I agree with @ezasucanget
If you think 1.d4 is always slow and boring, have a look at this cool gambit line:
For me, my choice is all about Open games, Semi-Open Games and Closed Games.
If the player is much lower rated than my self, I would think of e4.
If the rating is similar, I'd probably play d4.
If they are a bit higher rated, I'd try c4.
If the player is 400 points higher than my self, I'd try Nf3 to see their plan and do my best to make the game last long. I'd be searching for draw options, while trying to win.
I know both players can castle short, but it will be a mirror image. Basically I think it is best to play asymmetrically and try to control the center, so that the opponent must use the wings of the chessboard to go around the center, which will require a few extra tempos to get to their desired square. This effect is like saying pass your turn and you get to develop another piece, while the opponent will need to play the same piece twice to reach their aim.
For me there are 4 choices : A, B, C, D.
A) e4 c5 (Avoid .... captures)
B) e4 e5 (Block ... pawns from moving forward.)
C) e4 d5 (Counter-Attack ... immediately)
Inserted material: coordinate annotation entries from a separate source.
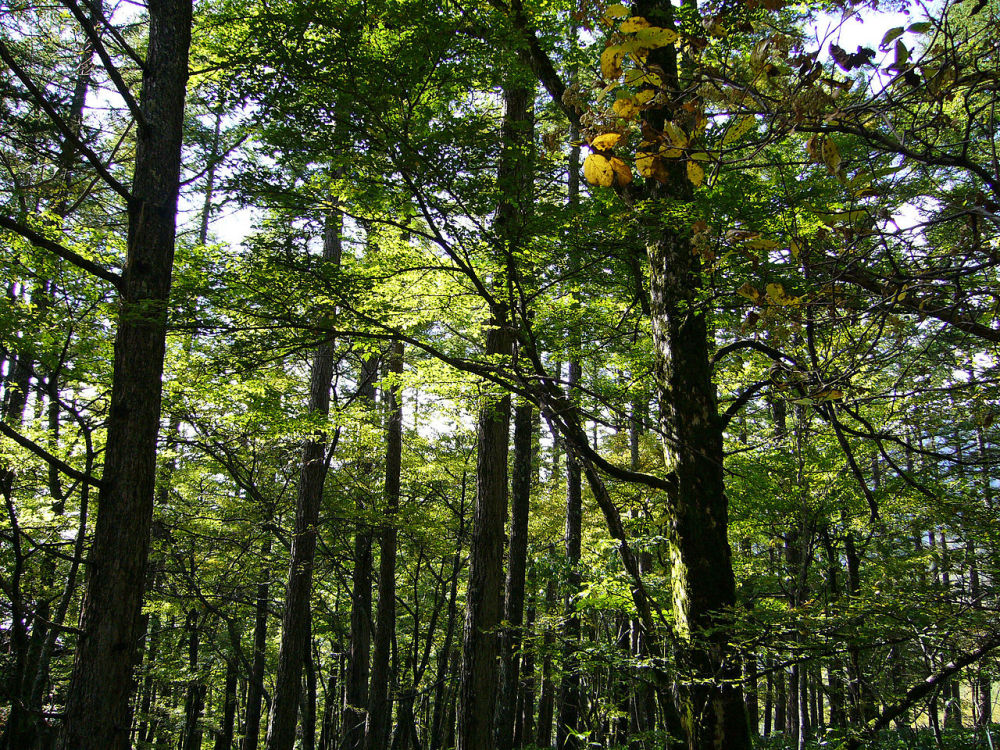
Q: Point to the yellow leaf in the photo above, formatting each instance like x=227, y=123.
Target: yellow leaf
x=762, y=244
x=645, y=163
x=633, y=24
x=677, y=136
x=638, y=77
x=621, y=170
x=625, y=108
x=655, y=36
x=737, y=129
x=598, y=171
x=831, y=156
x=695, y=173
x=611, y=62
x=644, y=96
x=616, y=11
x=605, y=141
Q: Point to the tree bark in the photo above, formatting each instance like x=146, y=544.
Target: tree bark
x=517, y=556
x=98, y=712
x=255, y=687
x=379, y=703
x=356, y=687
x=194, y=701
x=295, y=631
x=479, y=673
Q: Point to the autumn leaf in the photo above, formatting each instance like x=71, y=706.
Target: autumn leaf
x=655, y=36
x=737, y=129
x=597, y=170
x=677, y=136
x=633, y=24
x=621, y=171
x=605, y=141
x=625, y=108
x=831, y=155
x=611, y=62
x=615, y=11
x=695, y=173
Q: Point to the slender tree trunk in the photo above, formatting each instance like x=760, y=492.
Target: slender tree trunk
x=98, y=712
x=546, y=697
x=517, y=556
x=379, y=703
x=440, y=723
x=255, y=681
x=308, y=710
x=194, y=702
x=295, y=629
x=479, y=674
x=356, y=687
x=224, y=737
x=568, y=724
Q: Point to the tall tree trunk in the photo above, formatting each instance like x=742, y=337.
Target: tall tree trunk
x=546, y=696
x=517, y=556
x=308, y=710
x=98, y=712
x=224, y=737
x=295, y=629
x=479, y=671
x=568, y=724
x=356, y=685
x=255, y=681
x=479, y=674
x=194, y=701
x=379, y=703
x=440, y=723
x=703, y=584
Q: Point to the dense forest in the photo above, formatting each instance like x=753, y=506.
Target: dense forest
x=422, y=374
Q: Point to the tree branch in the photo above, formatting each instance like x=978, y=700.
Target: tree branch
x=39, y=240
x=61, y=125
x=52, y=460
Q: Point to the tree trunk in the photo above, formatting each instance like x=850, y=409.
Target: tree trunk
x=356, y=688
x=98, y=711
x=479, y=674
x=295, y=629
x=255, y=686
x=379, y=704
x=704, y=590
x=517, y=556
x=194, y=701
x=224, y=738
x=546, y=696
x=440, y=722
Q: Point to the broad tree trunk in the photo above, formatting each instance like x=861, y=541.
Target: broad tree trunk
x=194, y=701
x=703, y=585
x=295, y=631
x=98, y=711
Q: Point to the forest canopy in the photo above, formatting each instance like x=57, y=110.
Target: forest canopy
x=499, y=375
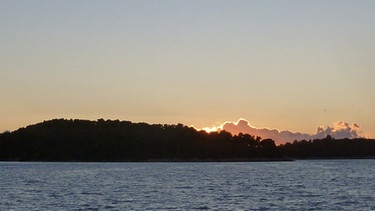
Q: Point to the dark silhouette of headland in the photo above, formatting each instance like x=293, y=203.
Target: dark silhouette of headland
x=122, y=141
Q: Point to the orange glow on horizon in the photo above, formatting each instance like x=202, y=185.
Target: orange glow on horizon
x=212, y=129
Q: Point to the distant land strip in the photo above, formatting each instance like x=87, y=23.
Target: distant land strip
x=124, y=141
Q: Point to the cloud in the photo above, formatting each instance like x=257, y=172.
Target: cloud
x=339, y=130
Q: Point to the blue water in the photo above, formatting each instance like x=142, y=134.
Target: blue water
x=299, y=185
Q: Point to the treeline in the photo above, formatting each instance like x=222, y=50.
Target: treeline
x=114, y=140
x=82, y=140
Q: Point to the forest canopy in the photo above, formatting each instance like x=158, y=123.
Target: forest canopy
x=114, y=140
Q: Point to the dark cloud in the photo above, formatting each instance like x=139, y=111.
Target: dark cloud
x=339, y=130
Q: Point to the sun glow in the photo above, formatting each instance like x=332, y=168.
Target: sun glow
x=212, y=129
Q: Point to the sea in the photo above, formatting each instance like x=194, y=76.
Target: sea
x=296, y=185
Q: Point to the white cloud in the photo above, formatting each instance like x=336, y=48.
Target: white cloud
x=339, y=130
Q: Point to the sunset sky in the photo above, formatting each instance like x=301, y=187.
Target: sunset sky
x=285, y=65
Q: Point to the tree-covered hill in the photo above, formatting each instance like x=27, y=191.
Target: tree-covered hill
x=82, y=140
x=114, y=140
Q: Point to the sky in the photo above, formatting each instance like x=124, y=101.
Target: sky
x=288, y=65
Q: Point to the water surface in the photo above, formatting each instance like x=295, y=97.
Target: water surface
x=299, y=185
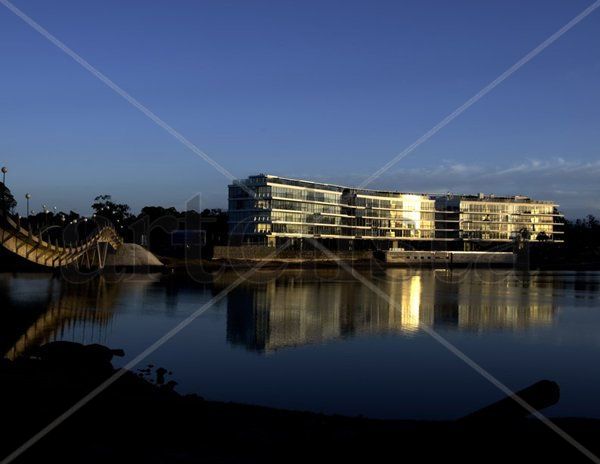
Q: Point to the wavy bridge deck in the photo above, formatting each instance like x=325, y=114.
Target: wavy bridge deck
x=31, y=247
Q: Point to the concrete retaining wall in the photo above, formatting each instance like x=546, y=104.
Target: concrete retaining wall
x=261, y=253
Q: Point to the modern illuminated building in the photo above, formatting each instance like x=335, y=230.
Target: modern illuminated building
x=271, y=210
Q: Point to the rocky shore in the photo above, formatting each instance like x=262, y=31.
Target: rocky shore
x=141, y=418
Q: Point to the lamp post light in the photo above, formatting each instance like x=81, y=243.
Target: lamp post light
x=4, y=171
x=28, y=197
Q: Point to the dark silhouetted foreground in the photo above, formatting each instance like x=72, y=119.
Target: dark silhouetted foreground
x=137, y=420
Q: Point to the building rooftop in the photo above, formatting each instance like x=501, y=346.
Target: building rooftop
x=341, y=189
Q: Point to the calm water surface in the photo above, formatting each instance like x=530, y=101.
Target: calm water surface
x=322, y=342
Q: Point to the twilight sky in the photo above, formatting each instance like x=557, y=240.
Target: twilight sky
x=323, y=90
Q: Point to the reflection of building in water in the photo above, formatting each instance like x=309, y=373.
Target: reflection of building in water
x=290, y=311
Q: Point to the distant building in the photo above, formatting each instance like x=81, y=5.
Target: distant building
x=271, y=210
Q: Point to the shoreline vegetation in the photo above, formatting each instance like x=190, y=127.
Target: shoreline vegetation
x=142, y=418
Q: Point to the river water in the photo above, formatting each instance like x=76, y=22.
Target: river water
x=321, y=341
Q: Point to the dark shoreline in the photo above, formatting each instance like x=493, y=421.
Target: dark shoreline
x=140, y=421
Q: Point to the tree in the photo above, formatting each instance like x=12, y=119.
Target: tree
x=116, y=213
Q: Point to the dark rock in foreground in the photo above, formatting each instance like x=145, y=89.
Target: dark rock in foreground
x=138, y=421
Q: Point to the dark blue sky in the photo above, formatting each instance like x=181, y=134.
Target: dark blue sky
x=327, y=90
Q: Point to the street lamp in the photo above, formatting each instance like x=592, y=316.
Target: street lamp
x=4, y=171
x=28, y=197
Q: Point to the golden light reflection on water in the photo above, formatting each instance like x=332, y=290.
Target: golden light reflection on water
x=296, y=308
x=291, y=311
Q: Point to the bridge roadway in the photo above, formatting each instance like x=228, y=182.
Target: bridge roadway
x=90, y=253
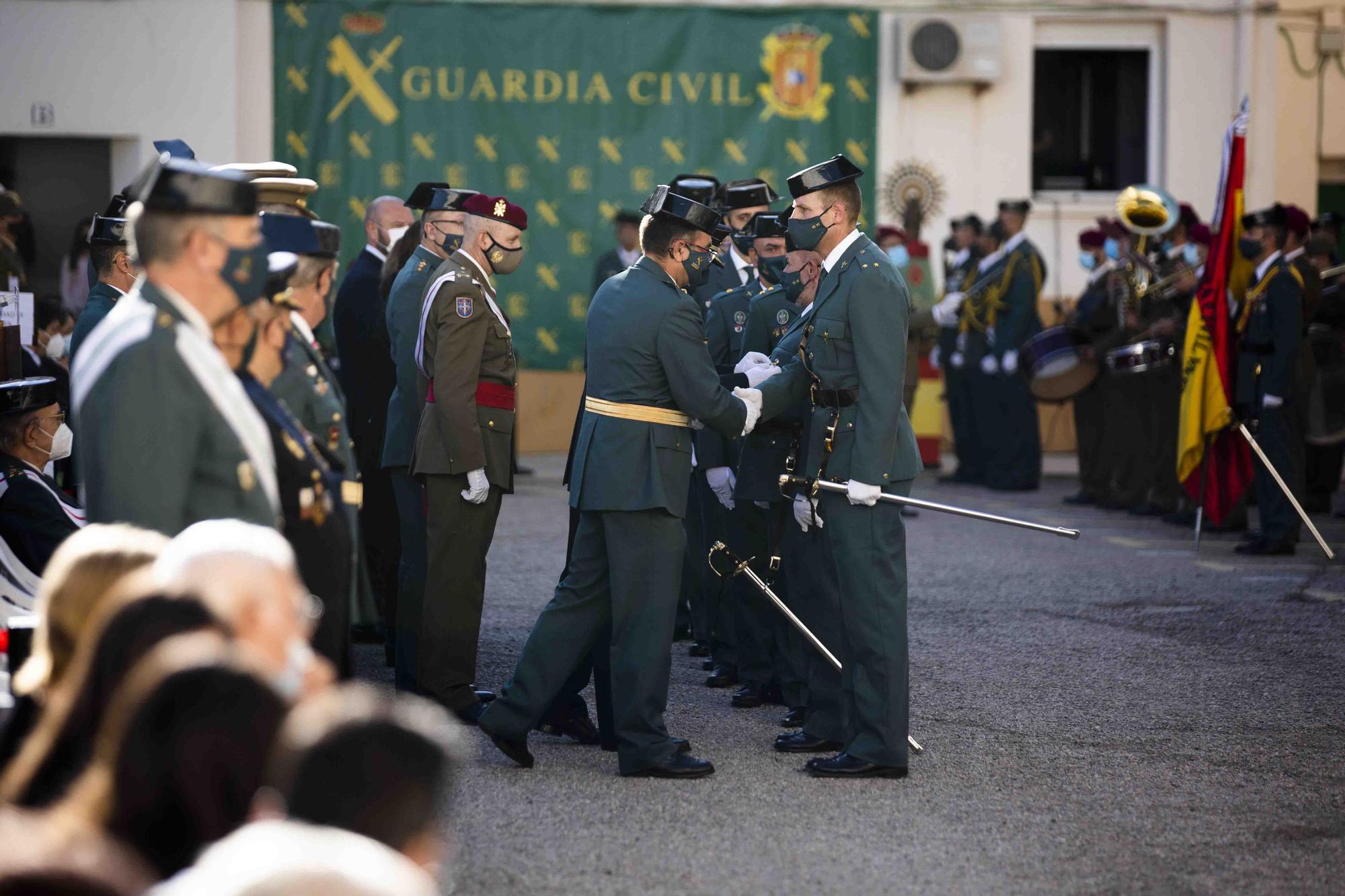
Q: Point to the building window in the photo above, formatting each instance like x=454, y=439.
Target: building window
x=1090, y=119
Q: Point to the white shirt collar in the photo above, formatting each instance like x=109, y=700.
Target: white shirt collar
x=194, y=318
x=835, y=256
x=1264, y=267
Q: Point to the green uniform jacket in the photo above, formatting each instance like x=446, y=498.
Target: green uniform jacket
x=403, y=317
x=856, y=339
x=770, y=317
x=1269, y=354
x=646, y=348
x=465, y=341
x=167, y=435
x=102, y=299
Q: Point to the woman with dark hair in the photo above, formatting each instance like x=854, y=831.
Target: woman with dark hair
x=181, y=752
x=63, y=741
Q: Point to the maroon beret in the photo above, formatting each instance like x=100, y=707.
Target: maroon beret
x=497, y=209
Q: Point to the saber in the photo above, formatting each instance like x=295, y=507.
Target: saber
x=929, y=505
x=743, y=567
x=1289, y=494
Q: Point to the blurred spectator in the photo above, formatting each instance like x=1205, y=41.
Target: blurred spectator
x=63, y=743
x=181, y=752
x=395, y=759
x=247, y=575
x=75, y=270
x=294, y=858
x=80, y=576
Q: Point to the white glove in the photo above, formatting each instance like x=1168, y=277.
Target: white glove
x=806, y=513
x=751, y=360
x=863, y=494
x=946, y=310
x=722, y=482
x=478, y=487
x=753, y=399
x=759, y=374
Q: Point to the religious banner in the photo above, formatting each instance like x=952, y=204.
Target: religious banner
x=572, y=112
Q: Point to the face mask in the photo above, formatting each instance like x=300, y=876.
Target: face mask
x=63, y=442
x=808, y=232
x=504, y=260
x=697, y=267
x=57, y=348
x=773, y=267
x=290, y=682
x=245, y=272
x=393, y=236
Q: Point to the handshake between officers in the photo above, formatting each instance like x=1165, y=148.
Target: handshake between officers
x=650, y=382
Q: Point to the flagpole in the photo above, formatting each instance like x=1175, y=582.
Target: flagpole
x=1204, y=482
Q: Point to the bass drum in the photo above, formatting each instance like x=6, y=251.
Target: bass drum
x=1327, y=399
x=1055, y=366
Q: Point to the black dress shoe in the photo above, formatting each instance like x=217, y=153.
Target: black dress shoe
x=1262, y=548
x=722, y=677
x=802, y=741
x=848, y=766
x=514, y=749
x=470, y=713
x=680, y=766
x=578, y=728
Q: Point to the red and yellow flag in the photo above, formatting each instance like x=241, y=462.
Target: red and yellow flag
x=1208, y=357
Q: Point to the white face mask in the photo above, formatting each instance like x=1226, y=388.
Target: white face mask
x=395, y=235
x=61, y=442
x=57, y=346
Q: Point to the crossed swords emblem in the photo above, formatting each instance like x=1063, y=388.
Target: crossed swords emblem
x=345, y=61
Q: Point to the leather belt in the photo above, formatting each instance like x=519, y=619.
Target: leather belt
x=835, y=397
x=489, y=395
x=645, y=413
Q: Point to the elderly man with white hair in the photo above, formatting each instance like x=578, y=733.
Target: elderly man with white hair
x=247, y=575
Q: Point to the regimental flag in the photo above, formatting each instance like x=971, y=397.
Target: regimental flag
x=1208, y=358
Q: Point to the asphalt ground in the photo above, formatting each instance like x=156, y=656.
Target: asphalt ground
x=1112, y=715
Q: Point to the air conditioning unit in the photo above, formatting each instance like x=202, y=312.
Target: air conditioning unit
x=949, y=50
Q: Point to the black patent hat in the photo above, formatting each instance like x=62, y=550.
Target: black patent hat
x=18, y=396
x=185, y=186
x=672, y=205
x=836, y=170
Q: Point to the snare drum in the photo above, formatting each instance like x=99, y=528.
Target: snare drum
x=1056, y=369
x=1141, y=357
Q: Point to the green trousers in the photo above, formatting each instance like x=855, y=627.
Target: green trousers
x=626, y=571
x=871, y=555
x=458, y=537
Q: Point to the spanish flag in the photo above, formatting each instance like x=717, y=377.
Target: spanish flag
x=1208, y=357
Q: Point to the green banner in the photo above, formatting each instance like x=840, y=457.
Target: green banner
x=572, y=112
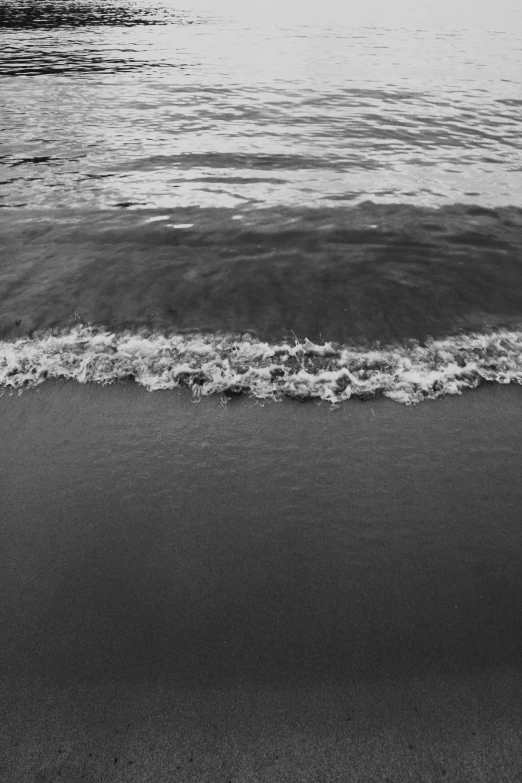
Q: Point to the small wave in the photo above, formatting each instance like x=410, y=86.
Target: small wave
x=227, y=363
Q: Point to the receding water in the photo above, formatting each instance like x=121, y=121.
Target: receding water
x=298, y=170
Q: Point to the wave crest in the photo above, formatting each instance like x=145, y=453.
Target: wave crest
x=209, y=364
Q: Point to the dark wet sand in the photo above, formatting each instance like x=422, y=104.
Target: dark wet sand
x=198, y=592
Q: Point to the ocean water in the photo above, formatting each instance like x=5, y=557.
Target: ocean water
x=303, y=199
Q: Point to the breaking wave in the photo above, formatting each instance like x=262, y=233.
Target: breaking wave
x=226, y=363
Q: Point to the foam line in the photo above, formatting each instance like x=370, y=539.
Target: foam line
x=218, y=363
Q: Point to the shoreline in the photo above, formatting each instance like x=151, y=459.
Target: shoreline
x=267, y=593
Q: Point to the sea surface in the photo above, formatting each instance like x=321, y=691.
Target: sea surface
x=308, y=199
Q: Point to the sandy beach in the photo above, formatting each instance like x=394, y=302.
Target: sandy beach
x=239, y=592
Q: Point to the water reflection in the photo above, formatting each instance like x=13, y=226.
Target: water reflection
x=29, y=14
x=211, y=109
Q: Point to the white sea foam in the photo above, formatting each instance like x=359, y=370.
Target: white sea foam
x=210, y=364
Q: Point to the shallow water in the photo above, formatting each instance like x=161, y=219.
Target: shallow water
x=333, y=175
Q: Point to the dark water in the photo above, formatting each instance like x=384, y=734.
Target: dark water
x=291, y=170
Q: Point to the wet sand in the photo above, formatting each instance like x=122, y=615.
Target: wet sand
x=200, y=592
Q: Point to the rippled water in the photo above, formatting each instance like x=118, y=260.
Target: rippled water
x=296, y=170
x=175, y=104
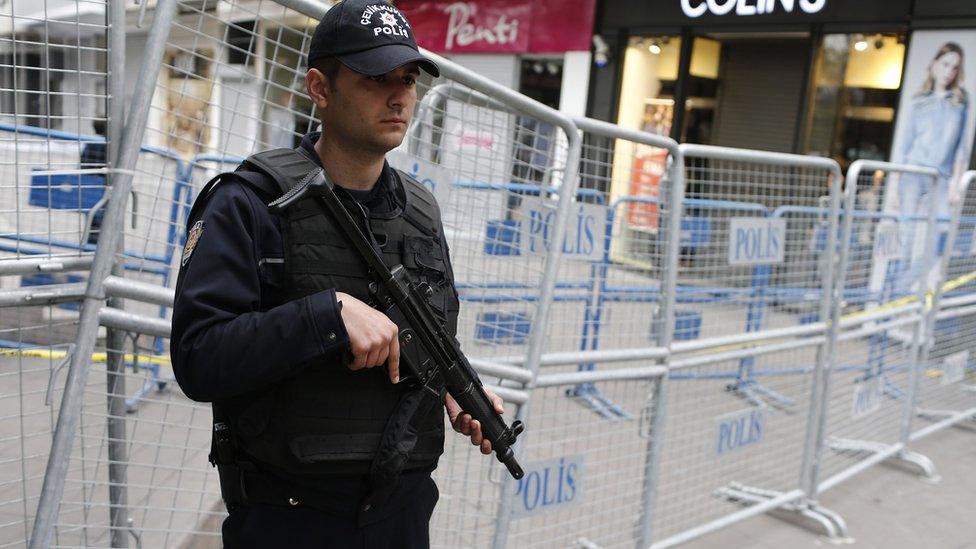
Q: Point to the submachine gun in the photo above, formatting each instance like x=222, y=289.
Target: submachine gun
x=438, y=364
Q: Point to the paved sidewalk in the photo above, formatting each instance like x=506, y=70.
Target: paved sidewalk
x=885, y=507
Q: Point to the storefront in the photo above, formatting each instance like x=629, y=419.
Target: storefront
x=540, y=48
x=821, y=77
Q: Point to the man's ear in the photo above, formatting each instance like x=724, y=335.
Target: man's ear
x=317, y=86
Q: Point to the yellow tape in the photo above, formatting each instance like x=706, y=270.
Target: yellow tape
x=900, y=302
x=51, y=354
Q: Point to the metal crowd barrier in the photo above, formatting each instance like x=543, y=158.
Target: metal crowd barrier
x=947, y=384
x=694, y=335
x=871, y=389
x=54, y=76
x=162, y=490
x=742, y=395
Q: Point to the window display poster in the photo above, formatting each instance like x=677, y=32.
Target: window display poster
x=935, y=126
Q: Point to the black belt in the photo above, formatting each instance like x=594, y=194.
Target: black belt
x=256, y=487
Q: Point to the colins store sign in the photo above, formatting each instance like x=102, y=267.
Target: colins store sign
x=501, y=26
x=697, y=8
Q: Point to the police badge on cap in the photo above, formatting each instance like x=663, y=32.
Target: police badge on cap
x=369, y=37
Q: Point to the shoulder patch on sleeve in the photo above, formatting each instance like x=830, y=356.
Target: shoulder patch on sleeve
x=192, y=238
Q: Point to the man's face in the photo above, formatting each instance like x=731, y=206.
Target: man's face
x=371, y=113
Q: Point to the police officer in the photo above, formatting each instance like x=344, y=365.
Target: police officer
x=272, y=321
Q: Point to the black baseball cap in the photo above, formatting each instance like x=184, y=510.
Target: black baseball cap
x=369, y=37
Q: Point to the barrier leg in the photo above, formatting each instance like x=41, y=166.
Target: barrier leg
x=588, y=394
x=746, y=386
x=69, y=415
x=829, y=523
D) Defend, Delay, Development (Pawn storm, build a stone wall, get the pieces off the board)
E) Elude captures
F) Force the position
G) Gain material
H) Hope for the best move. That way you know what they are playing next.
More : Mobilize the pieces (not pawns). Then aim at something major.
The letters on the chessboard are for me mnemonic helpers.
When nothing comes to mind, the letters help me recall my options. ͼ( ⌣́,⌣̀)ͽ
A) d4 Nf6 (Avoid .... captures)
B) d4 d5 (Block ... pawns from moving forward.)
C) d4 c5 (Counter-Attack ... immediately)
D) Delay development (Pawn storm or build a stone wall).
Play a pawn to free a bishop.
Play a knight to protect the king.
Castle to mutually centralize the rooks and decentralize the king to reduce the possible lines of attack.
Have fun honing new pawn moves.
d4 and e4 both can be sharp or slow. If you like sharp games more e4 lines are sharp than d4. If you like positional games play d4. If you like being good play both. You will reach a barrier at one point and you will need to play both.
e4 is more fun to play, and in my opinion, leads to fewer draws. It's the more fighting and principled choice. I believe that e4 is the best way for beginners to play, as it leads to more open and active play where it's more easier to learn piece coordination. With d4 on the other hand, I give a big frown when I see beginners play stuff like the London system. From a beginner standpoint, I advocate playing e4 stuff mainly. However, I do see the reason for playing d4 later on, as Kasparov liked playing the Queen's Gambit (and mainly playing Isolani Structures.) My few reasons for disliking 1.d4 are the slightly higher draw rates (which I shouldn't care for at my level but I do) and not having enough fun. d4 doesn't give me a lot of fun as e4. To each his own, but I strongly advise beginners to not play 1.d4.